In this class we’ll be following a format -- the essay format -- that I’d like you to practice. Once you’ve demonstrated you can write a good essay in the format I describe below then you can work on other creative ways of persuading your audience to think critically. I evaluate your writing with emphasis on three key qualities: well-defined thesis, logical progression and the rational use of evidence:
Well-defined thesis: A well-defined thesis is one that is indicates an interesting and abstract idea that you wish to explore. A good thesis is not a topic. A topic might be: “Is Plato’s Republic the ideal state?” To turn this into a thesis means deciding what your own criteria for an “ideal” and a “state” are, and then framing your argument in terms of those criteria. You might develop a thesis such as: “In the Republic Plato makes the mistaken assumption that goodness is the object of knowledge. Plato is wrong, and so his Republic is not an ideal state.” Now at this point you have your work cut out for you. What is Plato’s theory of knowledge; why is it wrong; and why is knowledge important to a theory of the state? And because that thesis organizes and defines your argument, it is well-defined.

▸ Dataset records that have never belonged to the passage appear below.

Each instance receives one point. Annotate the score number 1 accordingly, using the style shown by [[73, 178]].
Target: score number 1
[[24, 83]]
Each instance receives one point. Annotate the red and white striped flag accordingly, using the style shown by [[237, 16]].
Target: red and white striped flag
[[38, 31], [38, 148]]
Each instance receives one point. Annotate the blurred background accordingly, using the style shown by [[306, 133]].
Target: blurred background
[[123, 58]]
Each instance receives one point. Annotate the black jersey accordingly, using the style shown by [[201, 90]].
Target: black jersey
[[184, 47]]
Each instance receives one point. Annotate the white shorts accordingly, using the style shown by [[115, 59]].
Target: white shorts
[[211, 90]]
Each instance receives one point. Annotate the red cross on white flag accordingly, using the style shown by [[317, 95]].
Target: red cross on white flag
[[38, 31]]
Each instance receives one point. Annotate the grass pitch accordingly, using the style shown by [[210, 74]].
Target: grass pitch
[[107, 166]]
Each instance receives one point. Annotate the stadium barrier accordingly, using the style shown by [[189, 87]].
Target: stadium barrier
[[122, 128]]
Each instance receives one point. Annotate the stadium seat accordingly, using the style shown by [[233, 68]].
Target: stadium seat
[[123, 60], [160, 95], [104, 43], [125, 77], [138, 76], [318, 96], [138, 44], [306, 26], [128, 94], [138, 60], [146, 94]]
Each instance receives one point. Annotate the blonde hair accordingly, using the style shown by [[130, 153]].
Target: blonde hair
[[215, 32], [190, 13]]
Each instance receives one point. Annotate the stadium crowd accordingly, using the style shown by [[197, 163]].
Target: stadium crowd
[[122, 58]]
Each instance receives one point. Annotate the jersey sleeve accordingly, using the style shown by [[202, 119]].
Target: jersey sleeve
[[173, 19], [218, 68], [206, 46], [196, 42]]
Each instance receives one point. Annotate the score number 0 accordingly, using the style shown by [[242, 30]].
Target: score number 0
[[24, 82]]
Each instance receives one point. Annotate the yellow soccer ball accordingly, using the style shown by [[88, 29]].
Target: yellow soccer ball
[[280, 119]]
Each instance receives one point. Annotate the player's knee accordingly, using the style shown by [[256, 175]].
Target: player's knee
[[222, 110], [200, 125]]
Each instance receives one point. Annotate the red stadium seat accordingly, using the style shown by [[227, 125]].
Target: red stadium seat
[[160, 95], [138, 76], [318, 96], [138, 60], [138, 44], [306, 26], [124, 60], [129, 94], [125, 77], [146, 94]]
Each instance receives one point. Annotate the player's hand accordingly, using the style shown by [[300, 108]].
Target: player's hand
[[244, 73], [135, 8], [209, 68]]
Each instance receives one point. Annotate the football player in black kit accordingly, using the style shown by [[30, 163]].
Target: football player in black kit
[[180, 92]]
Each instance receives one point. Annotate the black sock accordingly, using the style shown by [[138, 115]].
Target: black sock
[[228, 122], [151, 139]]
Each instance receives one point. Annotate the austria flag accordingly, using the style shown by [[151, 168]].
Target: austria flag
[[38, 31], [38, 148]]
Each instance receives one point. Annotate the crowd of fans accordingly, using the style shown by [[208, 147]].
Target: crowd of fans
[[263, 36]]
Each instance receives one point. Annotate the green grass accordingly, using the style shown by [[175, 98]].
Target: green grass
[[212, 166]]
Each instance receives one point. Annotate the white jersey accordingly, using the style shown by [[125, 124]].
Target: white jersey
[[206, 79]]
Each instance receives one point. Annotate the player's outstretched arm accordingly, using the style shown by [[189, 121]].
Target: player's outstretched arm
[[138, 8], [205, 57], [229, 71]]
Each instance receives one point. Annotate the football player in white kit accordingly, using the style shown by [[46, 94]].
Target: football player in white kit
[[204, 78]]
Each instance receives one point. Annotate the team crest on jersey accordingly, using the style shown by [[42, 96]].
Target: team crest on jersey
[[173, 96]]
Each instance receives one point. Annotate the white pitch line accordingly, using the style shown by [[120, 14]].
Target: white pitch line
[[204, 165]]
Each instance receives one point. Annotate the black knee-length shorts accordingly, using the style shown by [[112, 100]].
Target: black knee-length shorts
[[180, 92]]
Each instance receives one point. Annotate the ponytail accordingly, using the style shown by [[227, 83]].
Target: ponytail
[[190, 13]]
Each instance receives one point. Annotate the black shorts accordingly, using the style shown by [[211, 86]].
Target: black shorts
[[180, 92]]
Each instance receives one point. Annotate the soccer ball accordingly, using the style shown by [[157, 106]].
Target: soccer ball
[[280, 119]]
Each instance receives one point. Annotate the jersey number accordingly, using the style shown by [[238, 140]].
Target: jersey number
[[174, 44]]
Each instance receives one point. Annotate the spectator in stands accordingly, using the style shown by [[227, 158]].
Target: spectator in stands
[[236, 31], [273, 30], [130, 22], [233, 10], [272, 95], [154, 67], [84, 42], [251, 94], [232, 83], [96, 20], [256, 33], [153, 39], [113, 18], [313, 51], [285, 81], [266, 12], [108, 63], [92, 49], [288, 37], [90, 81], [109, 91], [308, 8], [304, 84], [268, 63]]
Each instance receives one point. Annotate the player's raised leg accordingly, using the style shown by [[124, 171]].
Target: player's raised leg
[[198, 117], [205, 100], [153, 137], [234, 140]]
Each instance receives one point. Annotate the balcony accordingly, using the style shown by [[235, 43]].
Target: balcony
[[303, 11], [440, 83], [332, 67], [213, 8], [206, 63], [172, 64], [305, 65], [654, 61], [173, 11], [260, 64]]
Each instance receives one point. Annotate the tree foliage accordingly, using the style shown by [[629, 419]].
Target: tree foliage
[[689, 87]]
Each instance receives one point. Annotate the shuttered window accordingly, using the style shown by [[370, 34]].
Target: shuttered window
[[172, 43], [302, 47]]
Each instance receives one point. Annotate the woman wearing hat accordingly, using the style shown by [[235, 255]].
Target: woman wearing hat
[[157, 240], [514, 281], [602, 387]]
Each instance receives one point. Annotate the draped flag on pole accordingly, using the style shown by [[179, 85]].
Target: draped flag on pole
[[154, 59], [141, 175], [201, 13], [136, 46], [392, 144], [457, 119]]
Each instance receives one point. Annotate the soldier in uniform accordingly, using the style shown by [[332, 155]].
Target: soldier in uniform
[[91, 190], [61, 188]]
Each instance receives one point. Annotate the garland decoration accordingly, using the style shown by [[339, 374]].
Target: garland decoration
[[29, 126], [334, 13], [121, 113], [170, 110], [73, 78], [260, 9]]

Logical Progression: Your argument has to move forward from point to point – it has to go somewhere. It should not compare and contrast two ideas; that is boring. It should not describe a book we read in class; if it is on the syllabus then I have already read it, and if it’s not on the syllabus then you shouldn’t be writing about it. Your argument needs to be critical; it needs to prove something. The key to persuasive critical writing is a logical progression made by solid transitions. Look at each paragraph and ask two questions: Does this paragraph build logically on the one before it?; Does this paragraph build a logical bridge to the one that comes after it? A typical six-page essay might have eight to ten paragraphs.
Rational Use of Evidence: Prove it! You have to prove it. Quote it, paraphrase it, allude to it, argue with it and against it. Bring evidence into each and every paragraph. Two key rules to remember are: Don’t generalize; be specific and Be specific; don’t generalize. Use block quotations, and then “unpack” them by explaining the ideas those words represent. Embed terms from the block citation as you explain the argument or apply the evidence from your sources. Choose one citation to emphasize a particular point. Cite examples to illustrate what you say about the reading. Cite your evidence using the parenthetical style in the MLA Handbook for Writers of Research Papers in Hayden Library or at the bookstore.
OK, now we’ve set up the ground-rules of argumentation for your essay, we need to set up a format. It’s simple: Your essay should be six pages long, double-spaced and typed. You must include 15 to 20 citations. I recommend no more than two “block” or indented citations, and five to seven full-sentence citations. The rest should be “embedded” citations. “Embedded” citations refer to a few words or to a phrase which you have cited from the book, poem or play you’re writing about. These requirements are the same for all three papers.